YAHUDİ OYUNU (Alevilik)

YAHUDİ OYUNU

     Bilindiği gibi, Hz. Osman'ın hilafetinin sonu acıdır. Bu hususta birçok yanlış anlaşılmalar mevcuttur. Ben, bütün bu meseleleri hallettiğimi iddia etmiyorum; fakat uzun zaman bu meseleyi araştırdım. Sonuçta edindiğim kanaat şudur ki bütün bu hadiseler, yahudilerin çevirdiği bir oyun, bir komplodan başka birşey değildir. Hz. Osman'ın katli, Hz. Ali ile Hz. Aişe ve daha sonra Hz. Muaviye ile olan savaşların hepsi, bir yahudi oyunu (komplo) idi. Bu komplonun idarecileri, kendilerine müslüman diyen Yahudilerdi. Taberi tarihinin bu mevzudaki rivayetleri, dikkatlice okunacak olursa mesele daha iyi anlaşılır.

     Hz.
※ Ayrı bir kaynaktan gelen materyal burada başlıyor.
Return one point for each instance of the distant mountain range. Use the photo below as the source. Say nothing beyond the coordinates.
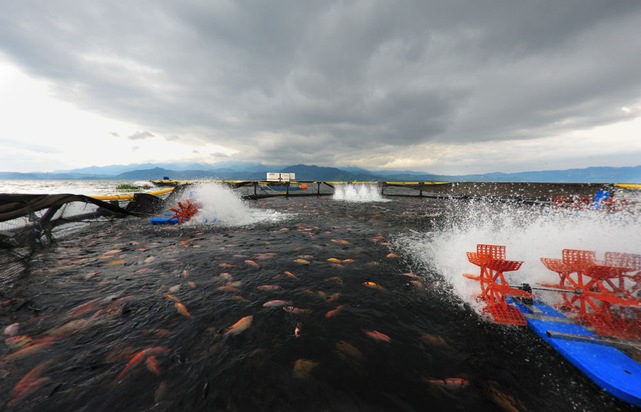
(243, 171)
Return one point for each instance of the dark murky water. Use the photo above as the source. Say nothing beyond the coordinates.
(129, 316)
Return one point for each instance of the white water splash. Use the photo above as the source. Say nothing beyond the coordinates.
(220, 205)
(529, 233)
(358, 193)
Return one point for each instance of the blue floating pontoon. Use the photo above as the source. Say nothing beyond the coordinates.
(597, 357)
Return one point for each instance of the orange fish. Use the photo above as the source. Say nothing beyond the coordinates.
(242, 325)
(448, 383)
(334, 312)
(18, 342)
(110, 253)
(297, 311)
(28, 384)
(333, 297)
(276, 303)
(340, 241)
(291, 275)
(171, 297)
(377, 336)
(182, 309)
(269, 288)
(152, 365)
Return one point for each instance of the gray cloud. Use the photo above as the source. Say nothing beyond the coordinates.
(302, 81)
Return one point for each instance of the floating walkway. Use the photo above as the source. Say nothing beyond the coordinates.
(266, 188)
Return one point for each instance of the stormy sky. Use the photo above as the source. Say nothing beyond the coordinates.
(438, 86)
Peygamber (s.a.v.) zamanında Müslüman olmayan, Hz. Ömer zamanında ve belki de daha sonra müslüman olan, ibn Sebe adında bir Yahudi vardı. O'na aynı zamanda ibn Sevda da deniliyordu. İbn Sebe, müslüman olduktan sonra, İslam devletinin her tarafına seyahat eder: Suriye, Irak, Mısır, Türkistan, Medîne gibi. Gittiği her yerde, kendisine arkadaşlar bulup bunlara belli vazifeler verir. O zamanlar uçak gibi vasıtalar olmadığı için, İbn Sebe'nin seyahati bir kaç sene sürer. O aynı zamanda, çok iyi müslüman görünen, namaz kılan, camiye giden ve fakat içten içe İslam düşmanı Yahudileri seçer ki, bu da kolay bir iş değildi. İbn Sebe'nin işi bitince, yani her tarafta kendisine uygun arkadaşları bulunca, onlara sinyal (işaret) verirdi ve hep beraber, kendilerine verilen işe başlarlardı. İbn Sebe'nin başlattığı iş, çok enteresandı.
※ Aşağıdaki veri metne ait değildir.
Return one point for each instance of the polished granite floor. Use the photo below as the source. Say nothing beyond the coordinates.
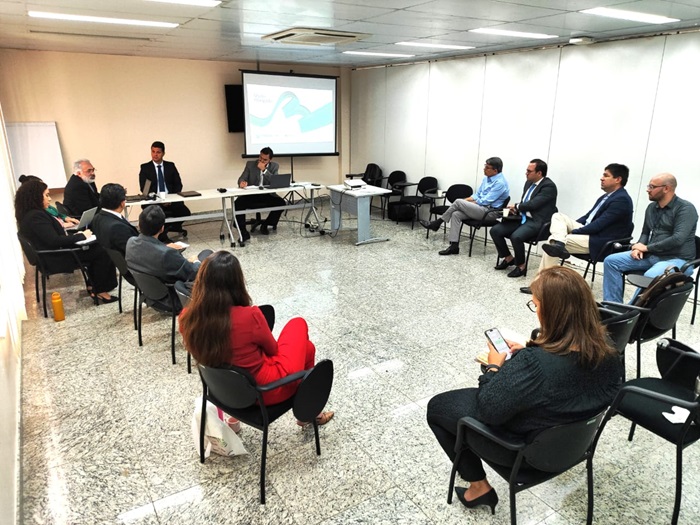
(106, 432)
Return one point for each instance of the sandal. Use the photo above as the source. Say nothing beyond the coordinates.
(321, 419)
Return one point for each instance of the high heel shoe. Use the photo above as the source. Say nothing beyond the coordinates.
(490, 499)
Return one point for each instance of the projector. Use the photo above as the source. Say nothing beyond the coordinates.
(352, 184)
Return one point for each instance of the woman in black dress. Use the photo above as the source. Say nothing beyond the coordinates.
(567, 373)
(45, 232)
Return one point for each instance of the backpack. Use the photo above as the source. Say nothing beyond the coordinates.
(671, 278)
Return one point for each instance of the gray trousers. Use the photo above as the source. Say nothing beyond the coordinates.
(461, 209)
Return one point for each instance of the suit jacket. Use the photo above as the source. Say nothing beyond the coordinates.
(542, 203)
(173, 183)
(44, 232)
(148, 255)
(612, 221)
(79, 196)
(251, 173)
(112, 232)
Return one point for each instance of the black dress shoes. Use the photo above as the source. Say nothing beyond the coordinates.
(517, 272)
(452, 249)
(504, 264)
(432, 225)
(556, 249)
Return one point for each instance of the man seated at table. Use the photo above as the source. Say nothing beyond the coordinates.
(146, 254)
(258, 173)
(610, 218)
(164, 179)
(80, 193)
(538, 204)
(492, 193)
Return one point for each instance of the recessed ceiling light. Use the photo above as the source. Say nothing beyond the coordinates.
(629, 15)
(435, 46)
(505, 32)
(100, 19)
(369, 53)
(199, 3)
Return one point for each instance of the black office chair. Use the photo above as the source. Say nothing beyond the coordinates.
(162, 297)
(608, 248)
(124, 274)
(425, 185)
(540, 457)
(454, 192)
(43, 264)
(657, 318)
(235, 391)
(644, 401)
(393, 179)
(490, 218)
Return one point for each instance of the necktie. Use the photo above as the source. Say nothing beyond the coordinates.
(527, 198)
(161, 180)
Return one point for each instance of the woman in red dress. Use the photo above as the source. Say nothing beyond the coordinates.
(220, 326)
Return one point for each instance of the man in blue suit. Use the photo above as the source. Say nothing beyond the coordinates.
(609, 218)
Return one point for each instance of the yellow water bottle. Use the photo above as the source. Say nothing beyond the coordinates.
(57, 304)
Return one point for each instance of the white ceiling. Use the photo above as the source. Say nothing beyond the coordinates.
(233, 30)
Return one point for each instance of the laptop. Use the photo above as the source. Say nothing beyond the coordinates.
(141, 196)
(283, 180)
     Mısır'dan, Medîne'ye bir mektup gelir. Şüphesiz bu mektup, bir yahudiden, diğer bir yahudiye yazılmıştı. Mısır'dan yazan yahudi, Medîne'deki yahudiye şöyle yazıyordu: «Bizim memleketimiz olan Mısır'da, İslamiyet namına

hiçbir şey kalmadı, valimiz şarap içiyor, namaz kılmıyor, oruç tutmuyor, zina yapıyor, islam'ın yasakladığı bütün işleri yapıyor ve birçok müslüman da valinin yaptığı şekilde hareket ediyor».
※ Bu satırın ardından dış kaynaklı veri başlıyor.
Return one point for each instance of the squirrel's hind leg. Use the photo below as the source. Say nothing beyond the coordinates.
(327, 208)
     Mısır'dan bu mektubu yazan yahudi, aynı mektubu, Suriye'ye, Irak'a, Basra'ya, Türkistan'a vs. yazıyor. Şam'daki yahudi de aynı mealde, yani «bizde İslamiyet kalmadı, vali kafirdir vs.» gibi yazdığı mektupları, bütün İslam alemine gönderir. Aynı şekilde Medîne'deki yahudi de her tarafa: «Halifemiz kafirdir, şarap içiyor, namaz kılmıyor... vs. mealinde mektuplar yazar. Böylece, bütün İslam devletinde aynı haberler dolaşır. Ve bu mektupları alan yahudiler, onları kendi bölgelerindeki camilerde okuyorlar. Ve bu, bir sefer olmaz; mektuplar devam eder.

     Mesela; Medîne'deki yahudi, aldığı mektubu namazdan sonra camide okur ve «Bu ne korkunç şeydir? Halifemiz uyuyor mu?» deyip, halkı kışkırtır. Ertesi gün, aynı mealdeki mektubu, «Şam'dan aldım», «Basra'dan aldım» şeklinde okur ve işine devam eder.

     Hergün aynı haberlerin geldiğini tasavvur edin, neticesi ne olur, ne anlaşılır? Ve neticede de diğer müslümanlar bu haberlere inanır.

     Medine müslümanları düşünmeye başlarlar: «Suriye, Irak, Mısır kafir olsa da elhamdülillah, bizde hala İslamiyet var. Herkes ibadetini yapıyor» Mısır müslümanları da aynı şekilde düşünür: «Ehamdulillah Mısır müslüman kaldı, Medine ve diğer yerler kafir olmuş...» Ve böylece, her bölge, müslüman kaldığını düşünmeye başlar. İşte bu, ibn Sebe'nin idare ettiği şeytanî propaganda idi.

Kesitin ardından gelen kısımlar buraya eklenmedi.